The NEF was formed in May of this year when representatives from nearly 40 groups — including Inuit organizations, chambres of commerce, the Nunavut Association of Municipalities, industry associations, labour, and government — met in Iqaluit during the annual trade show


July 2, 2004

Condom campaign returns to Nunavut

A strange advertising campaign designed to educate Inuit about the dangers of unsafe sex will make a comeback in Nunavut on Canada Day.

"When in heat, package your meat," is the new slogan designed by the Canadian Inuit HIV/AIDS Network for the Canada goose flavour in their Lifesaver condom covers series. The cardboard condom cases in the past have punned on country foods such as musk ox and walrus.

The condom covers are supposed to send "youth friendly, light-hearted messages," while promoting condom use across the North. The latest condoms will be available free in health centres in 53 northern communities on July 1.


July 2, 2004

NTI happy with election results

A Liberal minority government will make Ottawa more responsive to the needs of Inuit and other aboriginal people, and will ultimately be good for Nunavut, NTI president Paul Kaludjak said in a statement Tuesday.

Prime Minister Paul Martin has given "positive signals" that he plans to tackle Canada's aboriginal issues seriously, Kaludjak noted in his statement. Kaludjak expects that a minority government "improves the likelihood that those positive initial steps will be followed up with concrete steps to improve the lives of Inuit."

Kaludjak also congratulated Liberal MP Nancy Karetak-Lindell on her victory.


July 2, 2004

Belgium eyes seal ban

Belgium's cabinet has said yes to a proposed law that would ban the importation of seal products into that country.

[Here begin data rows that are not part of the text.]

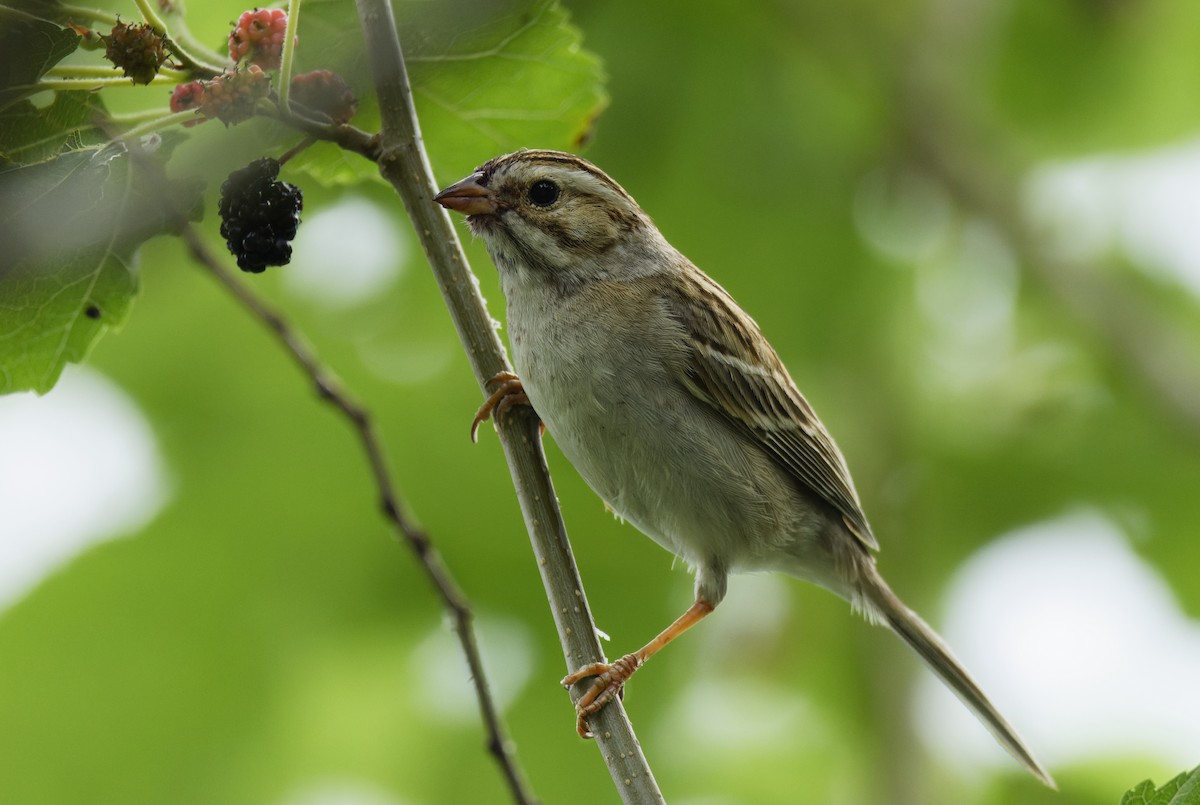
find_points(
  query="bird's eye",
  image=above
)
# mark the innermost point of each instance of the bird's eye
(544, 192)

Belgium's minister of trade, Fientje Moerman, brought a proposal to Belgium's cabinet in early June that would ban production and trade of any goods made from seals. Her fellow ministers approved the proposal.

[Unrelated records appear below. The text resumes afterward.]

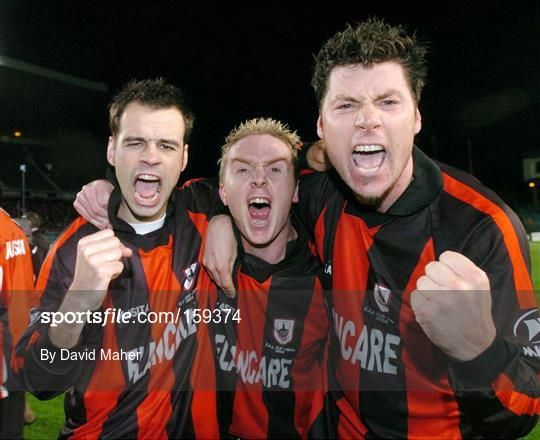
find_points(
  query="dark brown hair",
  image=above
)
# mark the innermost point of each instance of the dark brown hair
(156, 93)
(370, 42)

The governments of Italy and the Netherlands are now consider similar bans.

Belgium is also looking at a law that would ban any trade in dog and cat fur. Italy, France and Denmark have already passed similar laws.

Belgium's current government is a coalition of French- and Flemish-speaking Liberal and Socialist parties.

 


July 2, 2004

Residential school alumni hold memorial

The Aboriginal Healing Foundation will hold a day of commemoration for former students of Canada's residential school system on Thursday, July 8, at a ceremony in Edmonton.

Two thousand former students, including many who say they were abused, are to meet at the Shaw Conference centre to share their experiences and hear about those of others.

Jose Kusugak, president of Inuit Tapiriit Kanatami is to speak, along with other aboriginal leaders and Governor General Adrienne Clarkson.